Gemäß § 2 Abs 1 NWG ist das Begehren auf Einräumung eines Notwegs unter anderem unzulässig, wenn der Mangel der Wegeverbindung auf eine auffallende Sorglosigkeit des Grundeigentümers zurückzuführen ist. Hiezu wurde in mehreren Entscheidungen gesagt, daß der bloße Erwerb einer Liegenschaft ohne ausreichende Zugangs- oder Zufahrtsmöglichkeit für sich allein noch nicht auffallende Sorglosigkeit begründe (EvBl 1958/362; SZ 25/52 ua). In jüngeren Entscheidungen wurde dieser Rechtssatz zwar in dieser allgemeinen Form nicht aufrechterhalten und ausgesprochen, daß die Frage, ob der Mangel der Wegverbindung auf eine auffallende Sorglosigkeit zurückgeht, stets nach den Umständen des Einzelfalls zu beurteilen sei (RZ 1989/45 mwN; ferner SZ 60/43 = RZ 1986/61). Selbst unter diesem Gesichtspunkt kann hier aber dem Antragsteller auffallende Sorglosigkeit nicht zur Last gelegt werden, weil der Rückkauf des den Gegenstand seines Antrags bildenden Grundstücks im Sinne seines hiezu erstatteten Vorbringens und der hiezu vorhandenen Feststellungen als Rückabwicklung eines früher geschlossenen Kaufvertrages angesehen werden kann; dies läßt aber das Vorgehen des Antragstellers gerechtfertigt erscheinen und schließt daher eine auffallende Sorglosigkeit im Sinn des § 2 Abs 1 NWG aus, zumal sich die Verhältnisse gegenüber jener zur Zeit des Abschlusses des Vertrages vom 25.10.1985 über den Verkauf des Grundstücks nicht geändert haben.

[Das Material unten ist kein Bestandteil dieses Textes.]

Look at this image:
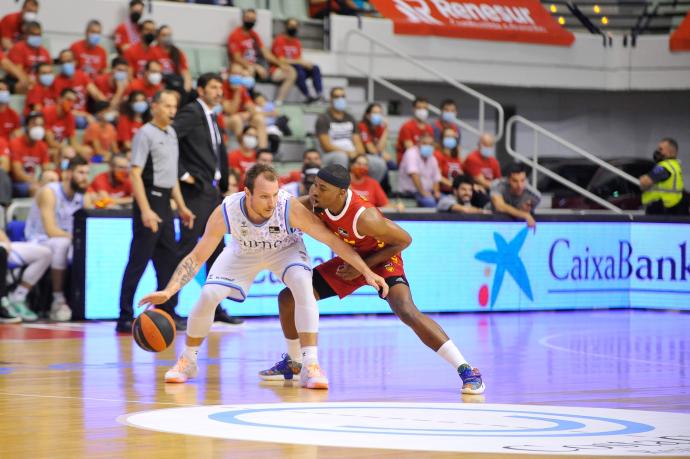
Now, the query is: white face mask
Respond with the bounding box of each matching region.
[242,135,259,150]
[29,126,46,140]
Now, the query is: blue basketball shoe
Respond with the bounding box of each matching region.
[458,363,486,395]
[259,354,302,381]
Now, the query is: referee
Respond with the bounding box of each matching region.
[115,91,195,333]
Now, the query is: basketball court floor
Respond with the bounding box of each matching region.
[0,310,690,459]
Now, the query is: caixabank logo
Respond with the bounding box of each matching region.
[474,227,534,308]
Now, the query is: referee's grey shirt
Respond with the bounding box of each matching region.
[132,123,180,189]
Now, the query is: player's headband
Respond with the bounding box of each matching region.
[317,168,350,190]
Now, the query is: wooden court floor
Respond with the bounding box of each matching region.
[0,310,690,459]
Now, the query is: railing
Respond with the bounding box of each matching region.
[345,29,505,141]
[506,116,640,214]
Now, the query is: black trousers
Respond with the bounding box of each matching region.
[120,187,177,320]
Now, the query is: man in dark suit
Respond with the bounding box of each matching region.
[172,73,242,325]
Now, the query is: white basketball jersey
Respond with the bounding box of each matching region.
[221,190,302,253]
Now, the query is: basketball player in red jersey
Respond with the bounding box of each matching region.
[259,165,485,394]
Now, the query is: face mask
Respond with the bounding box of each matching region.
[479,147,494,158]
[419,145,434,158]
[132,100,149,113]
[26,35,43,48]
[60,62,75,77]
[443,137,458,150]
[146,72,163,86]
[38,73,55,86]
[333,97,347,112]
[228,73,244,86]
[441,112,455,123]
[113,70,128,81]
[86,33,101,46]
[242,135,259,150]
[29,126,46,140]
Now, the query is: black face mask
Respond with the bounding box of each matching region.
[141,33,156,46]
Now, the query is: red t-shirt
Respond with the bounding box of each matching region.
[24,83,58,116]
[152,46,189,75]
[117,115,144,143]
[53,70,91,111]
[43,105,77,142]
[462,150,501,181]
[228,149,256,190]
[10,135,50,174]
[125,77,163,102]
[89,171,132,198]
[124,43,159,78]
[228,27,264,63]
[7,40,51,75]
[0,105,21,140]
[69,40,108,78]
[350,177,388,207]
[395,119,434,164]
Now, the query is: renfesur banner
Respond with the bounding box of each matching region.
[371,0,575,46]
[85,218,690,319]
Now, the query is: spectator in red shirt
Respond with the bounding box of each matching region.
[69,19,108,79]
[10,112,49,197]
[117,91,150,153]
[24,62,58,116]
[7,22,51,75]
[462,133,501,193]
[127,60,164,102]
[0,0,38,50]
[115,0,144,55]
[228,126,259,190]
[395,97,434,164]
[88,154,132,207]
[228,8,297,105]
[93,56,129,110]
[271,18,323,103]
[0,80,21,141]
[350,155,388,207]
[123,20,160,78]
[154,25,192,93]
[434,127,462,193]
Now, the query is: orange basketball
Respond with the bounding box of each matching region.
[132,309,175,352]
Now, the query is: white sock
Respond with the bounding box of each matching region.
[285,338,302,363]
[10,285,29,301]
[436,339,467,370]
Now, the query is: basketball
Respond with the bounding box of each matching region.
[132,309,175,352]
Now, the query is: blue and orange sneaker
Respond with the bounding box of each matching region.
[259,354,302,381]
[458,363,486,395]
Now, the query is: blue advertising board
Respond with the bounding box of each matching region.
[84,218,690,319]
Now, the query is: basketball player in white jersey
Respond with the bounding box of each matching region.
[139,164,388,389]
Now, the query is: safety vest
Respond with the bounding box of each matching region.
[642,159,684,209]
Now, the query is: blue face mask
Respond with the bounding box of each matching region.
[61,62,76,77]
[86,33,101,46]
[419,145,434,158]
[38,73,55,86]
[443,137,458,150]
[26,35,43,48]
[333,97,347,112]
[132,100,149,113]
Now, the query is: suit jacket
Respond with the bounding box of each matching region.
[173,100,228,192]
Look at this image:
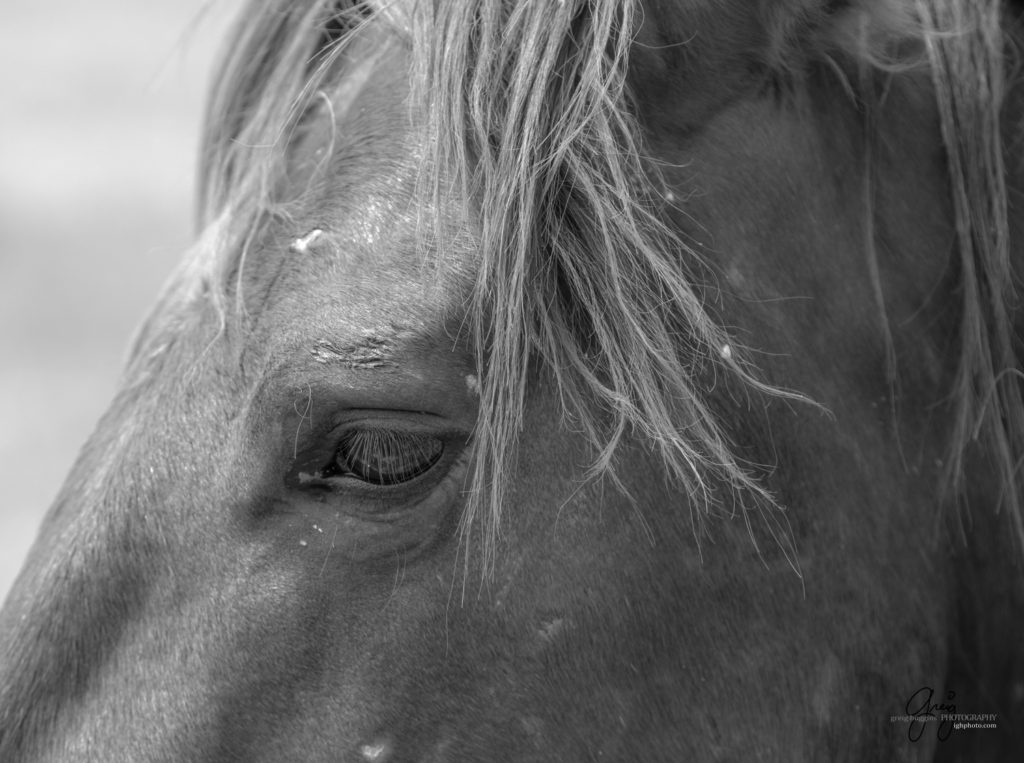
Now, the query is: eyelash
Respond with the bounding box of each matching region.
[319,427,444,488]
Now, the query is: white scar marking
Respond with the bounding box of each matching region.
[359,741,390,760]
[289,227,324,254]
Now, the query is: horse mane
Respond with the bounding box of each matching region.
[200,0,1024,563]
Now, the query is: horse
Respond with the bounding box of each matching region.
[0,0,1024,761]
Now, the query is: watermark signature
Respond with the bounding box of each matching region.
[889,686,996,741]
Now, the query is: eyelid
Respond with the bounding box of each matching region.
[328,426,444,486]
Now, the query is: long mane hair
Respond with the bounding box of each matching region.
[199,0,1024,558]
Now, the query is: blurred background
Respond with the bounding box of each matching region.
[0,0,239,600]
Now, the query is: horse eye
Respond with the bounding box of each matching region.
[322,428,444,485]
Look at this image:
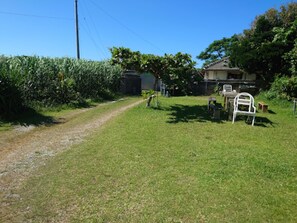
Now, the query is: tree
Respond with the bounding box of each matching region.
[230,3,297,88]
[141,54,166,90]
[110,47,200,94]
[109,47,141,72]
[162,52,200,95]
[197,35,238,66]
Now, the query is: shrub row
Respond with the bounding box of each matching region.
[0,56,121,117]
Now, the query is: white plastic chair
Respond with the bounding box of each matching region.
[223,84,232,95]
[232,92,256,126]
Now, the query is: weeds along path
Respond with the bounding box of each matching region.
[0,99,142,219]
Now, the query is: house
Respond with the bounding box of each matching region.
[200,57,257,95]
[203,57,256,83]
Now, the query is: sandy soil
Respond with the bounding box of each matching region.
[0,101,142,222]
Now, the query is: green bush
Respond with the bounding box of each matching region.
[0,74,23,118]
[265,76,297,100]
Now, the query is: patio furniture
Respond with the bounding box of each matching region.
[207,97,223,120]
[224,91,238,111]
[207,97,217,111]
[222,84,232,95]
[293,98,297,115]
[258,101,268,112]
[232,92,256,126]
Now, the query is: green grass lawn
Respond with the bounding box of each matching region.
[15,97,297,222]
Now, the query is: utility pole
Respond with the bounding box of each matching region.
[74,0,80,60]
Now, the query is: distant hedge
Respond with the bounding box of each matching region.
[0,56,122,117]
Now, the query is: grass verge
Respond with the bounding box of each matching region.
[8,97,297,222]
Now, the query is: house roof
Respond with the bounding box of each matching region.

Zu beachten ist allerdings, daß von mehreren Eigentümern jener zur Duldung des Notwegs heranzuziehen ist, für den die Bestellung des Notwegs am wenigsten empfindlich ist (JBl 1976, 317). Unter diesem Gesichtspunkt erweist sich aber der vom Erstantragsgegner erhobene Einwand beachtlich, daß es andere und adäquatere Zufahrtsmöglichkeiten gäbe. In dieselbe Richtung geht die Erklärung der zuständigen Gemeinde, daß die Zufahrt durch das an das Grundstück des Klägers angrenzende Industriegebiet angestrebt werden müsse. Im fortzusetzenden Verfahren wird daher zu klären sein, ob solche für die betroffenen Eigentümer weniger empfindliche Möglichkeiten, vor allem im Bereich anderer als "Industriegebiet" gewidmeter Grundstücke, gegeben sind. Sollte dies der Fall sein, wäre der Antrag auf Einräumung eines Notwegs auf den den Antragsgegnern gehörenden Grundstücken abzuweisen; andernfalls wäre der Antrag nach den bisher vorliegenden Verfahrensergebnissen berechtigt.

Der Ausspruch über die Kosten der Rechtsmittelverfahren beruht auf dem sinngemäß anzuwendenden § 52 Abs 1 ZPO.